The beauty of this message however, lay in its first two points – to grow the economy, and to halve inflation, both being macroeconomic factors almost entirely beyond the influence of the government, and both of which are almost guaranteed to improve the globe over. As the world recovers from the dual inflationary shocks of the Russo-Ukrainian war (and its effects on food and energy prices), and the supply chaos of China in 2022, so too is the inflation rate virtually guaranteed to reach more manageable levels (with the 12-month rate already down to 6.7% CPI). Similarly, “growing the economy” – i.e having a GDP growth rate of more than 0%, or literally not being in recession – was not a particularly high bar to set. In short, by setting laughably achievable economic goals and hoping that the public (whose main electoral concern at the moment remains the economy), would lack the economic know-how to understand the complete lack of agency the Conservative government had in these positive trends, was a remarkably sound electoral strategy, or at least one which gave them the best chance at winning a tough battle. Besides having the added benefit of not tying the government to policies they may come to regret, confidence in throwing themselves at the mercy of macroeconomic trends should also be buoyed by current growth and inflation; the Bank of England forecasts that inflation should break 5% by the end of this year, and return to its 2% target in the first half of 2024, whilst the BCC estimated growth for 2023 to finish at 0.3% and 2024 at 0.4% (the OECD estimates are slightly higher), which is slow but importantly meets the target of growing.
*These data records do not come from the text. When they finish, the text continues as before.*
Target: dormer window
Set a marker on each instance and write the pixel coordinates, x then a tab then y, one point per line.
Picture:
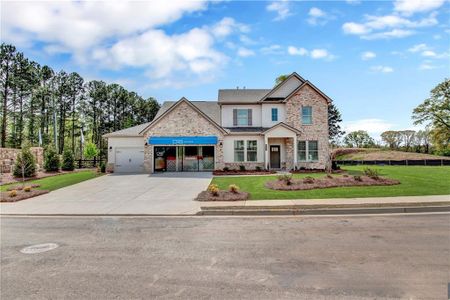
242	117
274	114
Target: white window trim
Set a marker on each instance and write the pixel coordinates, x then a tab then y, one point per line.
307	151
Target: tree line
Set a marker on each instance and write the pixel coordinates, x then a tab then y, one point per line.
434	112
45	107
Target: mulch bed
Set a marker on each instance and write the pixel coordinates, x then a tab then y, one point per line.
222	196
21	195
322	183
238	172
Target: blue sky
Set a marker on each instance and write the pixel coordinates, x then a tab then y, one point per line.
376	59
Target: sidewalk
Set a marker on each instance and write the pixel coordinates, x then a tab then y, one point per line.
442	202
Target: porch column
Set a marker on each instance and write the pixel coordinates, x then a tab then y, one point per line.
266	152
295	151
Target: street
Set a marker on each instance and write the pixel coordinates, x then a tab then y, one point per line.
351	257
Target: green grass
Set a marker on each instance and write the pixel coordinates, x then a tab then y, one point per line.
56	182
414	181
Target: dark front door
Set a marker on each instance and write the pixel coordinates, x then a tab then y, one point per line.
274	157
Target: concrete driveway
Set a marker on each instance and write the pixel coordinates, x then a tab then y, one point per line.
165	194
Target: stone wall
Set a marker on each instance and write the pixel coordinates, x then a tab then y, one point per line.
8	158
318	131
183	120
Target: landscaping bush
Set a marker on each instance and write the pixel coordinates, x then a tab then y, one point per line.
68	163
308	179
25	165
233	188
51	160
286	178
213	189
103	167
372	173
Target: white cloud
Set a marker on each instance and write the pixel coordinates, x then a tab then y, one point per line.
372	126
409	7
244	52
386	27
382	69
317	16
297	51
93	33
272	49
281	7
418	48
368	55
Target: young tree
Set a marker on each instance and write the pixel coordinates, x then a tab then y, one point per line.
359	139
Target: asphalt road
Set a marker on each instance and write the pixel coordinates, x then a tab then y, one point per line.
228	257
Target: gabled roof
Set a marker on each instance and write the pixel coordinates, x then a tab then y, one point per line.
281	84
183	100
281	124
307	82
229	96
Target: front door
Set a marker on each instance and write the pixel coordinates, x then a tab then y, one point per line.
275	157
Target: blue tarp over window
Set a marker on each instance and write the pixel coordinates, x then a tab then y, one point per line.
182	140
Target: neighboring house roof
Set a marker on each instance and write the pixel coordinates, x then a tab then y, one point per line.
229	96
203	114
128	132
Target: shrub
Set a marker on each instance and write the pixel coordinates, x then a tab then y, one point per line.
233	188
308	180
68	163
51	160
213	189
372	173
286	178
25	165
103	167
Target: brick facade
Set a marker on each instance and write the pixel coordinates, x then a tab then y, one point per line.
183	120
318	131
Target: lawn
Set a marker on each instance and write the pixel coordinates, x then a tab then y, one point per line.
56	182
415	180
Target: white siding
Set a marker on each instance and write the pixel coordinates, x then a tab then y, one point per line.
227	114
288	87
228	147
123	142
267	114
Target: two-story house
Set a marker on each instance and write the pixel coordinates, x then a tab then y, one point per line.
282	128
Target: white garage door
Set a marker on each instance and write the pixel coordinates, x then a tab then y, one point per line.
129	160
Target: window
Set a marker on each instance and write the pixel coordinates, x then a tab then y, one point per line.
274	114
306	115
302	151
238	150
308	151
252	151
242	117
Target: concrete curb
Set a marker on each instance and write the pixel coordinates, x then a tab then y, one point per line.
325	211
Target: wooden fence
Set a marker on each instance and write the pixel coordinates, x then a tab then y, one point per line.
407	162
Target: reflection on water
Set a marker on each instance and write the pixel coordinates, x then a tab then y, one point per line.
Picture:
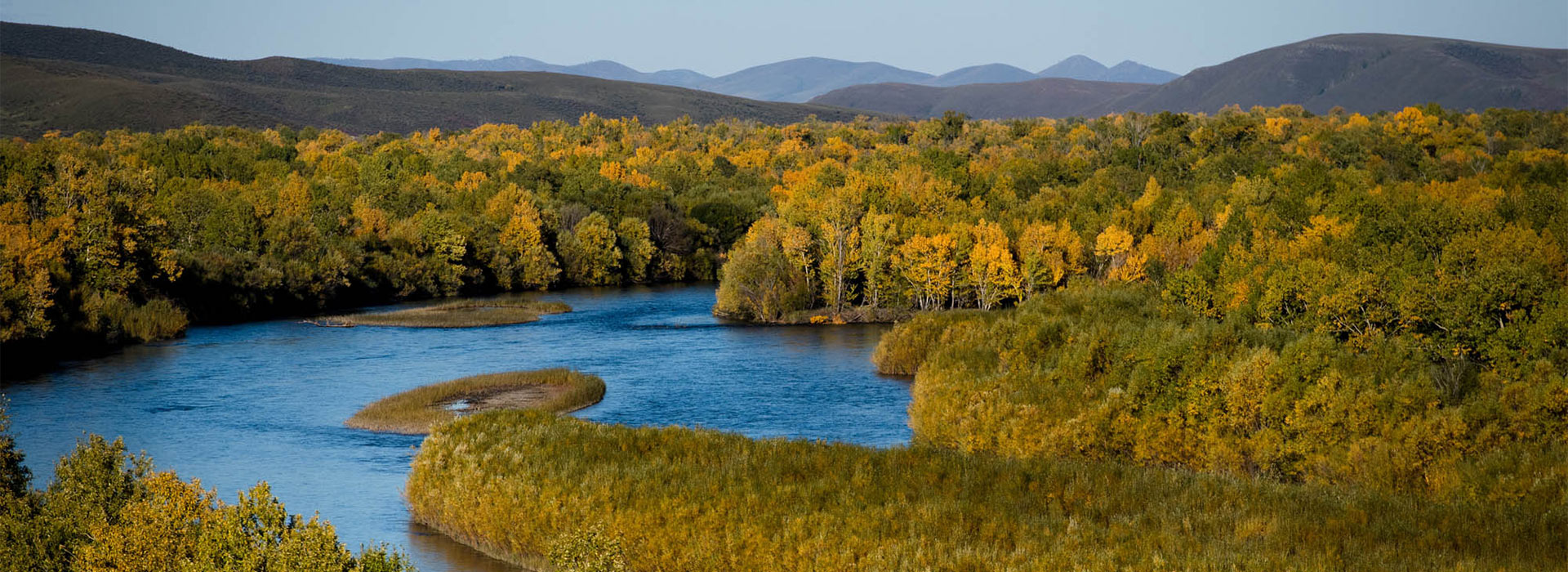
234	404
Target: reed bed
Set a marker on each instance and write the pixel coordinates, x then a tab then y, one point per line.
460	314
419	409
518	483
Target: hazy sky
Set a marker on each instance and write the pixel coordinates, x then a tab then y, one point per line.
720	37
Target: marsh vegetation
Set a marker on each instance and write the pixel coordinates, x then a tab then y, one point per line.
419	409
679	498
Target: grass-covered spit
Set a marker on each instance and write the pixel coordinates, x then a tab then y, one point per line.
521	485
419	409
460	314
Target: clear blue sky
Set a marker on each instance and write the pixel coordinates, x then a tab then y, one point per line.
720	37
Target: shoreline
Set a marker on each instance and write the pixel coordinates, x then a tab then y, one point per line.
421	409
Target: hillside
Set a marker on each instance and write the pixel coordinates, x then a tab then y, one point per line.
1371	73
76	78
799	80
1085	68
1051	97
603	69
1358	73
980	74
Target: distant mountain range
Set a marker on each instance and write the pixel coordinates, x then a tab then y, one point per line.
791	80
1358	73
73	78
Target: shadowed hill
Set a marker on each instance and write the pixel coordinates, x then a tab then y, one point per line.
76	78
603	69
1371	73
1358	73
1085	68
980	74
1051	97
799	80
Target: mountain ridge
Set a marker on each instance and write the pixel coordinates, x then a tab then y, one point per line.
791	80
73	78
1356	73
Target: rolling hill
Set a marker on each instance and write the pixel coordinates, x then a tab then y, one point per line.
603	69
1051	97
73	78
1358	73
1084	68
980	74
802	78
1371	73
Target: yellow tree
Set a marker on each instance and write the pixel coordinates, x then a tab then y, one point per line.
763	279
590	252
530	262
929	264
1114	247
1049	252
879	240
838	220
991	268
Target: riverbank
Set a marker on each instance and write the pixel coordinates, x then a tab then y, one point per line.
458	314
419	409
519	483
823	315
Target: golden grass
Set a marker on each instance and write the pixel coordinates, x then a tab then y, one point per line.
419	409
514	483
460	314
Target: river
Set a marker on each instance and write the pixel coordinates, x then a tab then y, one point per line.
243	403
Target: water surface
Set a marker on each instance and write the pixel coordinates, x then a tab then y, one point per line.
235	404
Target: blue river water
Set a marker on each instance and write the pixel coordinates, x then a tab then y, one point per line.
265	401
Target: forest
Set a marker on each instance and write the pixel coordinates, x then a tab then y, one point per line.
1365	314
110	510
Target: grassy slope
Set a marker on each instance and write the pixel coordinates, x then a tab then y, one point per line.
703	500
78	78
419	409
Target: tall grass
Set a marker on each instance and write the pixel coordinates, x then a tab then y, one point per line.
903	348
678	498
460	314
422	408
1112	373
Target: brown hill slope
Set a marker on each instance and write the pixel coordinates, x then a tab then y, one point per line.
76	78
1371	73
1051	97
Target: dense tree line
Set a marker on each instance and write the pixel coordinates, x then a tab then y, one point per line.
1348	300
109	510
122	237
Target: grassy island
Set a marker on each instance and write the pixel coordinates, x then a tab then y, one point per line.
521	485
460	314
419	409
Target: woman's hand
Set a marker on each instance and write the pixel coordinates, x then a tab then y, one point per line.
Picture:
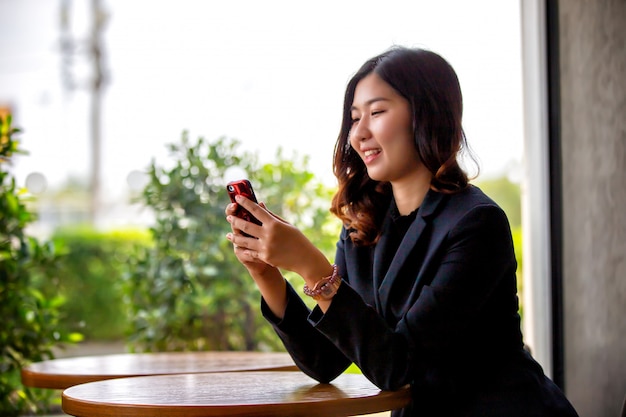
275	243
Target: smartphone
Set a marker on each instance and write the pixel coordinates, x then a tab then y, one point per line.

And this economic chicanery can be applied elsewhere too. At the Liberal Democrat conference this week, Ed Davey scorned the Conservatives for sending interest rates soaring – of course interest rates are beyond the control of the Conservatives but this speaks to my point as a whole – a point on which it is laughably easy for the Conservatives to retort something about helping savers. Over the last year, the FTSE 100 is up only 1.46% and 4.72% over five years, whilst the FTSE 250 is down in both measures. This ultimately means that rising interest rates, whilst obviously punishing borrowers, means that traditional savings accounts are competitive investments for the first time in over a decade.
Overall the party appears to have spent much of the weekend working its current strategy with the more hard-line of the party claiming that multiculturalism has failed in Britain, and some even courting Nigel Farage as a possible member. That being said, I know which campaign I’d rather hitch my bandwagon to.